Lower courts ruled that police in the Rhode Island city of Cranston did not violate the Constitution's Fourth Amendment ban on unreasonable searches and seizures.

There is heightened public scrutiny of police conduct, including how authorities deal with mentally ill people, in the wake of protests in many cities last year against racism and police brutality.

Conservative Justice Brett Kavanaugh said the case highlights two common situations - older people falling and suicides - in which imposing heightened requirements on police would cause them to back away instead of acting quickly.

"The longer you're in the house and no one comes to get you, you're more likely to die from the fall. The statistics are huge on older people dying from falls," Kavanaugh told Caniglia's attorney, Shay Dvoretzky.

Liberal Justice Sonia Sotomayor raised doubts about giving police the authority to judge the severity of any situation on their own without, for instance, the advice of mental health experts.

"Tell me, what is the limiting principle?" Sotomayor asked an attorney representing Cranston.

President Joe Biden's administration backed police in the case. A Justice Department lawyer told the justices that officers should not be required to obtain warrants in situations in which people could be seriously harmed.

In a separate case on police powers, Supreme Court justices last month appeared reluctant to give police unlimited power to enter a home without a warrant when pursuing a suspect for a minor crime.

The Rhode Island case arose from a domestic dispute.

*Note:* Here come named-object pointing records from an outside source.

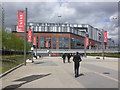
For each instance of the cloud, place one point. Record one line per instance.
(98, 14)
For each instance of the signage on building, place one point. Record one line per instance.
(86, 41)
(105, 36)
(47, 44)
(34, 40)
(21, 21)
(29, 35)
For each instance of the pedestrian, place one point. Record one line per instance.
(77, 59)
(68, 56)
(64, 56)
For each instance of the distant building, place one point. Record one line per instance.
(110, 43)
(1, 18)
(63, 36)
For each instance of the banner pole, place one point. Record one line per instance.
(25, 36)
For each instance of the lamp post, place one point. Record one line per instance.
(87, 35)
(32, 53)
(103, 44)
(25, 36)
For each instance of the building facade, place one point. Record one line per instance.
(1, 17)
(63, 36)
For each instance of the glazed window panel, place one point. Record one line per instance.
(63, 43)
(54, 42)
(42, 42)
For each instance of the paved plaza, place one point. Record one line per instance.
(51, 72)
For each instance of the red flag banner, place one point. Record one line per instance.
(47, 43)
(86, 41)
(29, 35)
(34, 40)
(105, 36)
(21, 21)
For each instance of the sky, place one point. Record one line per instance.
(101, 15)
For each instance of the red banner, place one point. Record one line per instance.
(29, 35)
(86, 41)
(21, 21)
(105, 36)
(34, 40)
(47, 44)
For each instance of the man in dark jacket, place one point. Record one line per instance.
(77, 59)
(64, 56)
(68, 56)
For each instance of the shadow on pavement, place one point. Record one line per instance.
(80, 75)
(26, 79)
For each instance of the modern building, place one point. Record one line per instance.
(63, 35)
(1, 17)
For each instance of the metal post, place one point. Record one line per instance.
(32, 42)
(25, 36)
(85, 50)
(103, 45)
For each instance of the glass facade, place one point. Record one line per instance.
(63, 43)
(77, 43)
(54, 42)
(42, 42)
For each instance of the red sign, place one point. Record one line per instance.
(29, 35)
(21, 21)
(34, 40)
(86, 41)
(105, 36)
(47, 43)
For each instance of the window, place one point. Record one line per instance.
(63, 43)
(42, 42)
(54, 42)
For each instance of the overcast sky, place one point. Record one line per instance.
(98, 14)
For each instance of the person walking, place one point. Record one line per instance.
(64, 56)
(77, 59)
(68, 56)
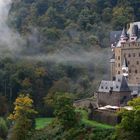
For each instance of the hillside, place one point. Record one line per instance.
(66, 46)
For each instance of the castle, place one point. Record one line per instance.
(124, 68)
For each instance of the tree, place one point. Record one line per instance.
(64, 111)
(129, 127)
(3, 128)
(23, 118)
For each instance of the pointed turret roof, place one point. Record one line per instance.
(125, 64)
(134, 30)
(124, 33)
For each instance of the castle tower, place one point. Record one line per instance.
(134, 33)
(125, 68)
(124, 36)
(112, 67)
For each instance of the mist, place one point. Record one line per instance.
(10, 40)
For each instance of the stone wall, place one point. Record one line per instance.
(105, 116)
(113, 98)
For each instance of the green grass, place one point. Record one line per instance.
(92, 123)
(42, 122)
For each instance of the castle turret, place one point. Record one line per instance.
(112, 67)
(125, 68)
(123, 37)
(134, 33)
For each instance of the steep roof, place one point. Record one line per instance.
(114, 37)
(124, 33)
(119, 85)
(125, 64)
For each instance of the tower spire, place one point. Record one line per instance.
(123, 37)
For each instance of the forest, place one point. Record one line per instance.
(62, 57)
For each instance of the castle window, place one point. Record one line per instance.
(124, 55)
(118, 57)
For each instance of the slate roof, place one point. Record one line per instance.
(124, 34)
(125, 64)
(115, 37)
(119, 85)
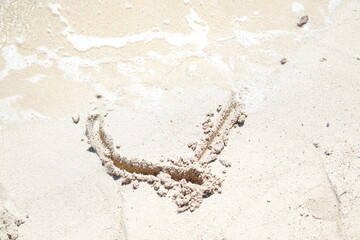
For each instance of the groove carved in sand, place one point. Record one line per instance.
(186, 181)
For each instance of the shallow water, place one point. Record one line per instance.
(56, 57)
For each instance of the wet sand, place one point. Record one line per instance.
(156, 72)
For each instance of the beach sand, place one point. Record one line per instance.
(159, 120)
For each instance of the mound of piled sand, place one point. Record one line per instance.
(148, 143)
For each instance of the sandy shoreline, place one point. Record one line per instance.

An argument between Caniglia and his wife Kim that began over a Walt Disney World coffee mug swirled into a disagreement about her extended family, according to court papers. At one point, Caniglia retrieved a gun and asked his wife to shoot him to "get me out of my misery," according to court papers.

She decided to spend the night at a hotel, then called police because she feared her husband could be suicidal.

Caniglia, 70, sued the city and the police. The Boston-based 1st U.S. Circuit Court of Appeals upheld a federal judge's decision to dismiss the case. The 1st Circuit concluded that even if the dispute did not constitute an emergency, the police conduct was justified under a legal doctrine that gives officers leeway to engage in "community caretaking" to ensure public safety.

The Supreme Court has applied this doctrine to vehicles, but the 1st Circuit decided it can apply to the home as well.

Caniglia said in court papers he had no criminal history and no record of violence or misuse of guns. Police returned his guns only after he sued.